= Miriam Witherspoon =

American politician

Miriam Denise Witherspoon (July 16, 1960 - April 21, 2009) was a member of the Birmingham City Council, serving as president pro tempore. She advocated for the disabled, including better Americans with disabilities act compliance after being paralyzed in a 1988 car accident while she was in law school.

==Early years==
She was born and raised in Mobile, Alabama, the daughter of McKinley Dan and Claretha Witherspoon. She graduated from Toulminville High School Class of 1978. She earned a degree in political science and history from Alabama A&M University. She earned a law degree from the Miles School of Law, where she graduated as salutatorian. From 1989-1990, she was named Miss Wheelchair Alabama. She was injured in a car accident during her junior year in law school.

==Career==
She was an attorney and representative for District 7 in the Birmingham City Council. After starting her law career in 1990, she served as counsel for senior citizens in Jefferson County. She served as executive director of the Senior Citizens of Alabama Inc.
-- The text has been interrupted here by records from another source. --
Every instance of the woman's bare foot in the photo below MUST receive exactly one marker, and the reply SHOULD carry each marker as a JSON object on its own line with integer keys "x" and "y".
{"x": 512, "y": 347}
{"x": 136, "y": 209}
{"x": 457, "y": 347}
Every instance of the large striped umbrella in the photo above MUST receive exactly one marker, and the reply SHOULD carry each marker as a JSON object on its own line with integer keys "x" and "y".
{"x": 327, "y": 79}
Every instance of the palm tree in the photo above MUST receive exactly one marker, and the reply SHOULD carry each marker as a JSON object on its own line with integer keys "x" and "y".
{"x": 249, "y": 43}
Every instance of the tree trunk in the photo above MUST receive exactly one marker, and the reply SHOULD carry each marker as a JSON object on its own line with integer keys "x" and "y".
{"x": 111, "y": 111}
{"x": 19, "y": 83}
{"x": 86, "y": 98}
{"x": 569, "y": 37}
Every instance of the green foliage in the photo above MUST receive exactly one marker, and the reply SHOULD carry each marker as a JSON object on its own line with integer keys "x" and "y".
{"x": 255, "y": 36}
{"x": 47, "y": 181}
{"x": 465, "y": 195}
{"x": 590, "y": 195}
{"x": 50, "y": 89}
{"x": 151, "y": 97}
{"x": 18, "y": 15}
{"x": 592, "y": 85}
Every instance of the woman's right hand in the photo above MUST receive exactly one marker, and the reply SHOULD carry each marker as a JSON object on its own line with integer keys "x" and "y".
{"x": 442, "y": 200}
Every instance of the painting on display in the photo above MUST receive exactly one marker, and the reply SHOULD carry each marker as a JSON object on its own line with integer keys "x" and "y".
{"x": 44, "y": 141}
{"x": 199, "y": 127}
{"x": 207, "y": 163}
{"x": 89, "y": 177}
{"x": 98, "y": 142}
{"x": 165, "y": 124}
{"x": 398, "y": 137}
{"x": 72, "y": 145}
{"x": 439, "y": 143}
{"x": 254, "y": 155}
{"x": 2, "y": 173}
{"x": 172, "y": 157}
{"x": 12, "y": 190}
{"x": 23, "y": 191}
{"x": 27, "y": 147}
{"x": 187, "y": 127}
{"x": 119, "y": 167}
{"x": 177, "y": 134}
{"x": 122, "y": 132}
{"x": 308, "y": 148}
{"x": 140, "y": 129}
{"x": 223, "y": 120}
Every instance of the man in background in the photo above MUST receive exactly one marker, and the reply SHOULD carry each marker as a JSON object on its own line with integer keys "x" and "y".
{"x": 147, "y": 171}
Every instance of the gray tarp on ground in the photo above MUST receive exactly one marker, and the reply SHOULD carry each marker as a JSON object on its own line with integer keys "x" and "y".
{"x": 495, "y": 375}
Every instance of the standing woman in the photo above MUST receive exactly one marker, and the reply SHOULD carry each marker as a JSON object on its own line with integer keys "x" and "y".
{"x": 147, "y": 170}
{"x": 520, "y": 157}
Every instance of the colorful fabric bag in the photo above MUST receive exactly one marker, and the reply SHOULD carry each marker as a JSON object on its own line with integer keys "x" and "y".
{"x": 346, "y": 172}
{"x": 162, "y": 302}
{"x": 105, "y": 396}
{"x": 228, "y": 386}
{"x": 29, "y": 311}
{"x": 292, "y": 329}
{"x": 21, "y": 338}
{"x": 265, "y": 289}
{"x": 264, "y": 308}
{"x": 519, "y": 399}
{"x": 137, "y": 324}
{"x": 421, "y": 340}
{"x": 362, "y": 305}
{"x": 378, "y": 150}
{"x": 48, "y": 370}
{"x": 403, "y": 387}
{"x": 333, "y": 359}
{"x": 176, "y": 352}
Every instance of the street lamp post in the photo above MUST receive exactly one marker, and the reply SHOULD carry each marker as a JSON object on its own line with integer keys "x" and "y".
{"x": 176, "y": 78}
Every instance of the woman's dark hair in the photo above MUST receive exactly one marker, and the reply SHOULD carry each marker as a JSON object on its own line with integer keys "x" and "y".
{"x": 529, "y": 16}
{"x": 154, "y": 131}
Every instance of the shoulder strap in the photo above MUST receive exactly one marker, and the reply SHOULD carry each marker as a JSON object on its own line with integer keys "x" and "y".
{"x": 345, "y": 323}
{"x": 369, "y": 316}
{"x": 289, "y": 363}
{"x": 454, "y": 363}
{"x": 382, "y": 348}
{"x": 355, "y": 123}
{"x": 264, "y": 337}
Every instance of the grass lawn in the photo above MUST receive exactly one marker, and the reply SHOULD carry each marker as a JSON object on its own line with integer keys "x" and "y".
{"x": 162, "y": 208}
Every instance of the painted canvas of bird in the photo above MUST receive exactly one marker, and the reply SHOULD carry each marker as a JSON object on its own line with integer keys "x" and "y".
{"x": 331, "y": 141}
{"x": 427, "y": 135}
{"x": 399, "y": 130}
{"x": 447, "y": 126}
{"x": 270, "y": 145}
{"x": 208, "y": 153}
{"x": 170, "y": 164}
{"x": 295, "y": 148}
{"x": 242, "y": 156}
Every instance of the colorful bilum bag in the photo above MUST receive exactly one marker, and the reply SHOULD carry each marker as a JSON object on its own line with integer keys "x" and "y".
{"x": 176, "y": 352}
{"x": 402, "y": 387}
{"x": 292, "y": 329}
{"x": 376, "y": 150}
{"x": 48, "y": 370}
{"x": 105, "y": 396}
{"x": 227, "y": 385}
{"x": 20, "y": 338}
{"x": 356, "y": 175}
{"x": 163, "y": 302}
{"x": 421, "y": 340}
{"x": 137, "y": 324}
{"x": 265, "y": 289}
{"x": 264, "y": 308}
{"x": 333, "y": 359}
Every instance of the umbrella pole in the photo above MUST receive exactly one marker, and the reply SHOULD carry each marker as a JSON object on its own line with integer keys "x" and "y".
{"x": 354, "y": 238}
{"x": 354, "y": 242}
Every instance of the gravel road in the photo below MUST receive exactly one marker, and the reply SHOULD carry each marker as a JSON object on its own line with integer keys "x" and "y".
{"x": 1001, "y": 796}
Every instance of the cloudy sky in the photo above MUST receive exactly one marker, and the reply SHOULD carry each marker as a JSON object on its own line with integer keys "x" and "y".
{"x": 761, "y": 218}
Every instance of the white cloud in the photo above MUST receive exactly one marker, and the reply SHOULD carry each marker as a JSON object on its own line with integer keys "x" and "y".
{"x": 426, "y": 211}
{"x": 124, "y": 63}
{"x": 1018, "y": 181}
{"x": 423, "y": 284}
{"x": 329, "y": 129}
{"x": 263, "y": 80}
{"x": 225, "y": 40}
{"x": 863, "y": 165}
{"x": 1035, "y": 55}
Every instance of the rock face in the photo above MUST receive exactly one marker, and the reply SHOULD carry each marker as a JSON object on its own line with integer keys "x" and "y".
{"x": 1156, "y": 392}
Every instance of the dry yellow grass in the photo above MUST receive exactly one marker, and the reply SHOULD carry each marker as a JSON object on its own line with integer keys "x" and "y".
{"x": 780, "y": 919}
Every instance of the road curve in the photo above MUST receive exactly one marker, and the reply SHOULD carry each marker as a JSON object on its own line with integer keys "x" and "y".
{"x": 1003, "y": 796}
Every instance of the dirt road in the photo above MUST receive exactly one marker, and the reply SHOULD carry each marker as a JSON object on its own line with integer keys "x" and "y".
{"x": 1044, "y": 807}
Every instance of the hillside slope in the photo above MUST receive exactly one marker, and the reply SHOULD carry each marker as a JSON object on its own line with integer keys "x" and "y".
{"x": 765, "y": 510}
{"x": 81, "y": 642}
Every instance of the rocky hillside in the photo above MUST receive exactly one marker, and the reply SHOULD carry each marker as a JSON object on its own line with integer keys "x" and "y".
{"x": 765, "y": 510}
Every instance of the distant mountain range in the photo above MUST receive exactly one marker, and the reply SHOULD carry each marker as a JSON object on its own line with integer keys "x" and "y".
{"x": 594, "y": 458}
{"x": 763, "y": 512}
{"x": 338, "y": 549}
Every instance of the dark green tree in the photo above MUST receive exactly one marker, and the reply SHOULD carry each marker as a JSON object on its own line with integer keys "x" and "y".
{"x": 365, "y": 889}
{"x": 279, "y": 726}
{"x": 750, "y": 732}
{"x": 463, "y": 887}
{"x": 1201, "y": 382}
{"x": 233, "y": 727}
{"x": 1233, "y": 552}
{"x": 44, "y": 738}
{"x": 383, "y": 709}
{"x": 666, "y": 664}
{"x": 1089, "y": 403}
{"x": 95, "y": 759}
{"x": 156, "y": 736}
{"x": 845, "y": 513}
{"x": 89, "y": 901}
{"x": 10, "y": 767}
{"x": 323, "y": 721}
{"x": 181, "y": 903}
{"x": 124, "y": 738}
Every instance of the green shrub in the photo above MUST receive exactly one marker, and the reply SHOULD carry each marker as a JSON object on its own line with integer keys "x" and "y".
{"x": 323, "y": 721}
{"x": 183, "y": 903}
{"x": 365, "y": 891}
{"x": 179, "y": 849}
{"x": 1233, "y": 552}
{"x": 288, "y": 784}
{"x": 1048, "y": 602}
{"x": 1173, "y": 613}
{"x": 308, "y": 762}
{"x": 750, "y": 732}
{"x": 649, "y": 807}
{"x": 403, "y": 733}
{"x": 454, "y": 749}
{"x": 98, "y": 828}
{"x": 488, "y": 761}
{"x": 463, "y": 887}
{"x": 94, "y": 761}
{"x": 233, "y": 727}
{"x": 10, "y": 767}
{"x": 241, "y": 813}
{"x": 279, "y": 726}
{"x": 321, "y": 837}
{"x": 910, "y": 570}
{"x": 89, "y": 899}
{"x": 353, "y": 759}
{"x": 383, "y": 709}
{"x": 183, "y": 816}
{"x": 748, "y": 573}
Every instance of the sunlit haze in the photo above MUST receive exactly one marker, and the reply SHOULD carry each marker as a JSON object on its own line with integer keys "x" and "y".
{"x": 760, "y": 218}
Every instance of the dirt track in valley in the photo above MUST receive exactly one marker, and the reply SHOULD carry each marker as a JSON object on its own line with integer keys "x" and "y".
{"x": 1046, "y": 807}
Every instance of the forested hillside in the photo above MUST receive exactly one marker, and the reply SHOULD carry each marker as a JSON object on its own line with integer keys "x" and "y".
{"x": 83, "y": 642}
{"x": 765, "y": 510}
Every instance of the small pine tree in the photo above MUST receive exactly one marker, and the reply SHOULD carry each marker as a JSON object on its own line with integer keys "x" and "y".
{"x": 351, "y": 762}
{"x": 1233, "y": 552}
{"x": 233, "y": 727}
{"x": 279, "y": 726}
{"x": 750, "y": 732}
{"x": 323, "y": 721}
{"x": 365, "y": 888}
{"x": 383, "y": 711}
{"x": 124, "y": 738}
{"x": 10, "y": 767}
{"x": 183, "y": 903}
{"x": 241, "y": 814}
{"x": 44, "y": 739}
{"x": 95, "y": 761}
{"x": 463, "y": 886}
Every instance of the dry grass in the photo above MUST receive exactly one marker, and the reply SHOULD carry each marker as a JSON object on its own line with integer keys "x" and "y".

In 2005 Witherspoon was the first person in a wheelchair to win a city council seat in Birmingham. The council's meeting area had to be retrofitted so that she could sit alongside the other council members.

==Death and legacy==
She died after a sudden illness, in Birmingham on April 21, 2009, aged 48. She was succeeded on the Council by Jay Roberson.

The Council unanimously approved a proposal by Birmingham's mayor to name the proposed athletic complex at Fair Park in Witherspoon's memory.